RIO DE JANEIRO - Os motoristas de táxi do Rio são o cartão de visita mais eloquente e realista da cidade. Podem, por um lado, aterrorizar qualquer turista ou cidadão comum com malandragens para aumentar o valor da corrida. Mas também conseguem, na maioria das vezes, desempenhar perfeitamente o papel de relações-públicas em defesa dessa conturbada urbe.
Outro dia, percorrendo a orla num fim de tarde maravilhoso, comentei com o chofer o privilégio que era desfrutar daquele cenário.
Disse, porém, que nunca conseguiria conviver com a idéia de ter como contraste a tanta exuberância momentos de pura selvageria, como o do ataque aos torcedores do Santos, semana passada.
Dentro de sua lógica primitiva, mas extremamente pragmática, o motorista saiu em defesa de seus concidadãos. Em resumo, eis o que ele disse:
"Doutor, veja o incidente do ponto de vista do dono da boca-de-fumo. De repente, chegam dois carros cheios de caras desconhecidos, de farol alto e em velocidade. Não deu outra: o pessoal só podia pensar que era polícia ou bando rival querendo tomar o controle do pedaço. O que eles estariam fazendo ali a não ser isso? Se o sr. fosse o dono da boca não faria a mesma coisa? Foi pura falta de sorte dos rapazes..."
Entre chocado e revoltado com tamanha desfaçatez, fui obrigado a calar para não polemizar com o motorista.
Do ponto de vista de quem tem de conviver com as muitas cidades que se incluem dentro do Rio, o taxista estava na dele. Afinal, aprendi, não se mete na boca alheia impunemente.
Jamais passaria pela cabeça daquele cidadão que na verdade estava tudo errado e que a simples existência de um ponto de venda de drogas numa favela já era um absurdo; que garotos não devem sair armados matando gente por aí, que as pessoas, sejam quais forem, seja em que cidade for, têm o direito de errar o caminho.
Mas não falei nada. Fiquei quieto dentro da minha inquietação.
Inquietação que tornou-se ainda maior ontem, quando o incidente com o brasileiro em Miami veio demonstrar que o taxista do Rio estava definitivamente certo.
O brasileiro errou o caminho lá no balneário americano e levou bala.
A lógica cruel é essa mesma: marcou, dançou. Aqui ou na terra do Pato Donald.
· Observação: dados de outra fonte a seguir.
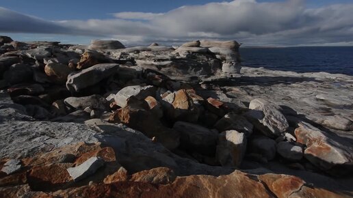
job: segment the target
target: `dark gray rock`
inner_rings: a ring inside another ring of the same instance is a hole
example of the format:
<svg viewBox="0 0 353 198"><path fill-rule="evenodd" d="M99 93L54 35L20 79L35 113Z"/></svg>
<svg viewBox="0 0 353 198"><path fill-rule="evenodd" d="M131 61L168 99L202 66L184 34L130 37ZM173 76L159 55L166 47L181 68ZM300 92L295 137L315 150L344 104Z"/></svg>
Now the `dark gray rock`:
<svg viewBox="0 0 353 198"><path fill-rule="evenodd" d="M276 141L267 137L256 137L250 141L249 151L261 154L267 160L272 160L276 156Z"/></svg>
<svg viewBox="0 0 353 198"><path fill-rule="evenodd" d="M75 109L84 109L90 107L92 109L107 110L109 102L99 95L92 95L85 97L69 97L64 102L70 107Z"/></svg>
<svg viewBox="0 0 353 198"><path fill-rule="evenodd" d="M79 91L82 89L96 85L118 72L119 65L103 63L93 66L68 76L66 87L70 91Z"/></svg>
<svg viewBox="0 0 353 198"><path fill-rule="evenodd" d="M66 170L73 180L78 182L92 175L103 165L104 165L104 160L103 159L99 157L92 157L79 166L68 168Z"/></svg>

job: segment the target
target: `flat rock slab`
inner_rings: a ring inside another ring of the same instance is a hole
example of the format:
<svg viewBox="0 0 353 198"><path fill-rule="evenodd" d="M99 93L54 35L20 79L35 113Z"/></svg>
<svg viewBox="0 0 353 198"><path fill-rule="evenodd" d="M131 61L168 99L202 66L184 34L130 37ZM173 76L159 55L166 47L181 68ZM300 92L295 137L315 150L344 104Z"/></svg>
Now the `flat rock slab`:
<svg viewBox="0 0 353 198"><path fill-rule="evenodd" d="M101 158L92 157L80 165L76 167L68 168L66 170L74 181L77 182L94 173L103 165L104 160Z"/></svg>
<svg viewBox="0 0 353 198"><path fill-rule="evenodd" d="M78 73L71 73L68 76L66 87L71 91L79 91L115 74L118 69L118 64L102 63L84 69Z"/></svg>

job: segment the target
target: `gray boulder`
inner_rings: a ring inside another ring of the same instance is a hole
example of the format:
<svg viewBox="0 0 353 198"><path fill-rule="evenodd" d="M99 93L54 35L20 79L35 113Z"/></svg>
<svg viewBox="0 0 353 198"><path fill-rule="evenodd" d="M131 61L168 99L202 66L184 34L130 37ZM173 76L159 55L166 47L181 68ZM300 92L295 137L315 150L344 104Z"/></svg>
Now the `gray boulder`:
<svg viewBox="0 0 353 198"><path fill-rule="evenodd" d="M277 143L277 153L291 161L300 160L303 157L302 148L287 141L281 141Z"/></svg>
<svg viewBox="0 0 353 198"><path fill-rule="evenodd" d="M252 133L253 128L252 124L246 118L233 112L226 114L215 123L214 127L220 132L235 130L244 133L246 137Z"/></svg>
<svg viewBox="0 0 353 198"><path fill-rule="evenodd" d="M222 166L239 167L246 151L246 137L236 130L226 130L218 136L215 157Z"/></svg>
<svg viewBox="0 0 353 198"><path fill-rule="evenodd" d="M88 48L92 50L107 50L125 48L125 46L118 40L94 40Z"/></svg>
<svg viewBox="0 0 353 198"><path fill-rule="evenodd" d="M254 99L249 109L252 110L244 115L265 135L281 136L289 127L285 115L280 111L280 107L267 100Z"/></svg>
<svg viewBox="0 0 353 198"><path fill-rule="evenodd" d="M155 94L156 88L152 85L128 86L116 93L114 100L118 106L125 107L127 105L127 99L133 96L139 100L144 100L147 96L155 96Z"/></svg>
<svg viewBox="0 0 353 198"><path fill-rule="evenodd" d="M42 61L44 58L51 56L50 48L39 47L25 51L25 55L38 61Z"/></svg>
<svg viewBox="0 0 353 198"><path fill-rule="evenodd" d="M92 95L85 97L69 97L64 102L70 107L75 109L84 109L90 107L92 109L107 110L109 109L109 102L99 95Z"/></svg>
<svg viewBox="0 0 353 198"><path fill-rule="evenodd" d="M0 57L0 75L7 70L12 65L21 62L18 57Z"/></svg>
<svg viewBox="0 0 353 198"><path fill-rule="evenodd" d="M1 171L5 173L8 175L12 174L21 168L21 160L18 159L12 159L7 161L1 169Z"/></svg>
<svg viewBox="0 0 353 198"><path fill-rule="evenodd" d="M188 42L185 42L181 45L181 46L185 47L199 47L200 46L200 41L199 40L195 40L195 41L190 41Z"/></svg>
<svg viewBox="0 0 353 198"><path fill-rule="evenodd" d="M68 76L66 87L70 91L78 92L113 75L118 69L118 64L103 63L93 66L77 73L71 73Z"/></svg>
<svg viewBox="0 0 353 198"><path fill-rule="evenodd" d="M90 176L104 165L104 160L99 157L92 157L76 167L68 168L70 175L75 182Z"/></svg>
<svg viewBox="0 0 353 198"><path fill-rule="evenodd" d="M249 150L251 153L261 154L267 160L276 156L276 141L267 137L256 137L250 142Z"/></svg>
<svg viewBox="0 0 353 198"><path fill-rule="evenodd" d="M203 126L185 122L176 122L173 129L179 132L181 146L207 154L215 146L218 132Z"/></svg>
<svg viewBox="0 0 353 198"><path fill-rule="evenodd" d="M25 83L32 79L32 73L29 65L16 63L3 74L3 79L11 85Z"/></svg>

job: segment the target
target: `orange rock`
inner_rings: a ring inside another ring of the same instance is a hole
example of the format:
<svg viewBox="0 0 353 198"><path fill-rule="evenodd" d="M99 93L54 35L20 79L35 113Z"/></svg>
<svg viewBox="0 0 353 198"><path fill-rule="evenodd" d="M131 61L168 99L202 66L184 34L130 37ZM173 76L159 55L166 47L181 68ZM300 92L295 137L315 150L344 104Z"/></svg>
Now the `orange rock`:
<svg viewBox="0 0 353 198"><path fill-rule="evenodd" d="M105 162L115 162L115 152L113 148L108 147L96 151L83 154L75 161L75 165L78 166L92 157L101 157Z"/></svg>
<svg viewBox="0 0 353 198"><path fill-rule="evenodd" d="M28 174L28 182L34 190L48 190L72 180L66 171L72 164L53 164L33 167Z"/></svg>
<svg viewBox="0 0 353 198"><path fill-rule="evenodd" d="M86 51L81 56L81 59L77 63L77 68L79 70L86 69L99 63L107 62L109 61L104 55L94 51Z"/></svg>
<svg viewBox="0 0 353 198"><path fill-rule="evenodd" d="M175 178L175 173L171 169L158 167L138 172L132 175L130 181L166 184L174 182Z"/></svg>
<svg viewBox="0 0 353 198"><path fill-rule="evenodd" d="M287 175L265 174L258 178L278 198L287 197L344 197L322 188L308 187L302 179Z"/></svg>
<svg viewBox="0 0 353 198"><path fill-rule="evenodd" d="M127 171L124 167L120 167L118 171L114 173L112 175L107 175L104 179L105 184L112 184L118 182L127 181L129 175Z"/></svg>
<svg viewBox="0 0 353 198"><path fill-rule="evenodd" d="M27 183L27 173L21 172L0 177L0 186L16 186Z"/></svg>

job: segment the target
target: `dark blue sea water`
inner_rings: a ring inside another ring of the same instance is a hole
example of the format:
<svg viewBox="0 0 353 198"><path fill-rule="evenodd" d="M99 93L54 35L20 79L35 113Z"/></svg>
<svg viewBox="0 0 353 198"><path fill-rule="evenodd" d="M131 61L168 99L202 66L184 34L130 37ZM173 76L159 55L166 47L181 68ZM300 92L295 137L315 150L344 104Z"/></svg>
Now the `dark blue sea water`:
<svg viewBox="0 0 353 198"><path fill-rule="evenodd" d="M242 65L297 72L353 76L353 46L240 48Z"/></svg>

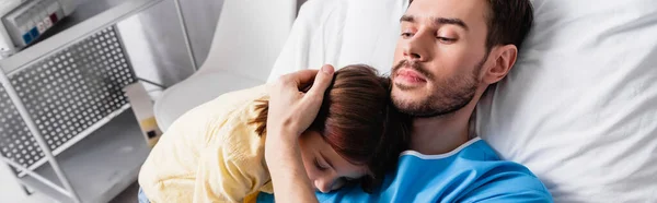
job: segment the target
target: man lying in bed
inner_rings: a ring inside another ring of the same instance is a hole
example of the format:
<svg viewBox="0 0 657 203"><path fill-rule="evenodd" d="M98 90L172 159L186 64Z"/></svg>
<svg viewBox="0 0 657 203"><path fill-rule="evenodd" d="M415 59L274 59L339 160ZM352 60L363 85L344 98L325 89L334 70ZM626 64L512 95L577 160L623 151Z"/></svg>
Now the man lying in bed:
<svg viewBox="0 0 657 203"><path fill-rule="evenodd" d="M411 3L401 19L391 96L415 117L412 151L371 194L351 187L315 198L304 176L297 140L322 98L298 89L313 80L313 88L324 88L333 68L316 77L314 71L280 77L270 89L265 147L277 202L552 202L531 171L500 160L470 128L480 97L515 64L532 20L529 0Z"/></svg>

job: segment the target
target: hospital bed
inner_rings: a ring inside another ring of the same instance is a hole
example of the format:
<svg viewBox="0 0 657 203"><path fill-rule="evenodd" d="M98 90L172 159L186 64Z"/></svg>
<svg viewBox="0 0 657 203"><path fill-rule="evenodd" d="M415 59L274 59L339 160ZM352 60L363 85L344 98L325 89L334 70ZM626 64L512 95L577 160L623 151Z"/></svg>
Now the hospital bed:
<svg viewBox="0 0 657 203"><path fill-rule="evenodd" d="M255 2L293 8L227 1ZM556 202L657 202L657 1L532 2L534 27L514 70L482 98L477 134L528 166ZM287 12L263 8L253 11L283 23L231 26L226 8L209 59L157 101L158 122L165 130L222 93L324 63L385 73L407 4L310 0L291 29Z"/></svg>

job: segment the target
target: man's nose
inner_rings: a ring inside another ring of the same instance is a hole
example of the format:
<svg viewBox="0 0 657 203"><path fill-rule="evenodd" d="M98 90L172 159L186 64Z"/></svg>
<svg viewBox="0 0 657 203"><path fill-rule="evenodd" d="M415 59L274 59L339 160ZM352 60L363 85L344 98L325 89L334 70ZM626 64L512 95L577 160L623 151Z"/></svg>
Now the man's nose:
<svg viewBox="0 0 657 203"><path fill-rule="evenodd" d="M314 181L314 184L320 192L327 193L331 192L331 184L333 184L333 181L328 178L319 178Z"/></svg>
<svg viewBox="0 0 657 203"><path fill-rule="evenodd" d="M417 62L429 60L428 49L434 44L433 41L428 40L427 34L417 32L404 43L404 59Z"/></svg>

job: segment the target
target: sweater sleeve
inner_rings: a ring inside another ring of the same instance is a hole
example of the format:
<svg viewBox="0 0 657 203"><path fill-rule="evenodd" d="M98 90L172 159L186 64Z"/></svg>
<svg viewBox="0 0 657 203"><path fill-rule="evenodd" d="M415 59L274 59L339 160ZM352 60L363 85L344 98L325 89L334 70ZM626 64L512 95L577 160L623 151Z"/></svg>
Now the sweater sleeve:
<svg viewBox="0 0 657 203"><path fill-rule="evenodd" d="M249 124L255 104L247 104L231 116L220 131L221 144L208 144L200 152L194 202L242 202L269 182L264 162L265 139Z"/></svg>

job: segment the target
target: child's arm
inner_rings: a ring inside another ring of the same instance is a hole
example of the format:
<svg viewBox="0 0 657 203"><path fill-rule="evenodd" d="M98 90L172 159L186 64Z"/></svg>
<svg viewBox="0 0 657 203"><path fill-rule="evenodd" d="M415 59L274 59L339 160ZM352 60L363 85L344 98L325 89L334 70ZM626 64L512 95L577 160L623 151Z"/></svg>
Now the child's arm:
<svg viewBox="0 0 657 203"><path fill-rule="evenodd" d="M251 105L231 115L220 141L208 141L201 151L194 186L194 202L241 202L269 182L264 162L265 139L247 124ZM220 142L216 143L216 142Z"/></svg>

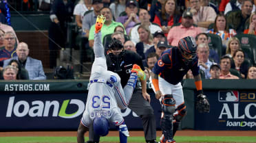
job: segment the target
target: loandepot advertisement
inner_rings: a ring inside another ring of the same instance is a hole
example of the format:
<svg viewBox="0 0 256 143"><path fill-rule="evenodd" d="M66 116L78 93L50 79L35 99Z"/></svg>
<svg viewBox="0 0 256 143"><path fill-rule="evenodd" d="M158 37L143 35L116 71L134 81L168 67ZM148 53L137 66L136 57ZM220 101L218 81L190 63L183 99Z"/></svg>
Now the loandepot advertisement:
<svg viewBox="0 0 256 143"><path fill-rule="evenodd" d="M9 87L11 90L15 88ZM86 99L87 93L3 93L0 96L0 131L76 130ZM151 103L160 109L156 99ZM120 113L129 129L142 129L141 119L130 109ZM160 117L158 110L156 114ZM160 128L159 123L157 127Z"/></svg>
<svg viewBox="0 0 256 143"><path fill-rule="evenodd" d="M195 112L195 129L256 130L256 92L220 90L204 92L211 112Z"/></svg>

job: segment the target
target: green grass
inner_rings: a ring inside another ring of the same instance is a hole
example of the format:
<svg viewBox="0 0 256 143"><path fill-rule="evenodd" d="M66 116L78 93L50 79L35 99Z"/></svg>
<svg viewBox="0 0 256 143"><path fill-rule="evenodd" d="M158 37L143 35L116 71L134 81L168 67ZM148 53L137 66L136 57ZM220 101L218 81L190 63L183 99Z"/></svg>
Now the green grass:
<svg viewBox="0 0 256 143"><path fill-rule="evenodd" d="M159 138L158 138L159 139ZM256 142L256 137L175 136L178 142ZM85 138L87 140L88 138ZM118 137L103 137L100 142L118 142ZM145 142L144 137L129 137L129 142ZM1 137L0 143L76 142L76 137Z"/></svg>

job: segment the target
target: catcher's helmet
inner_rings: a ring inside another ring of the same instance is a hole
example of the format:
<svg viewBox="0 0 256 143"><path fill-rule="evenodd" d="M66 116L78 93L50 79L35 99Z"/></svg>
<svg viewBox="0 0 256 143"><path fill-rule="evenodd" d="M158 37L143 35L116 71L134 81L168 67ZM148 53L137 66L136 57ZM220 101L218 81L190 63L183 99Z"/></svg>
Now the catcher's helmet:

Texto Anterior: Dupla ameaça
Próximo Texto: Mudar em 96?
Índice


Clique aqui para deixar comentários e sugestões para o ombudsman.


Copyright Empresa Folha da Manhã S/A. Todos os direitos reservados. É proibida a reprodução do conteúdo desta página em qualquer meio de comunicação, eletrônico ou impresso, sem autorização escrita da Folhapress.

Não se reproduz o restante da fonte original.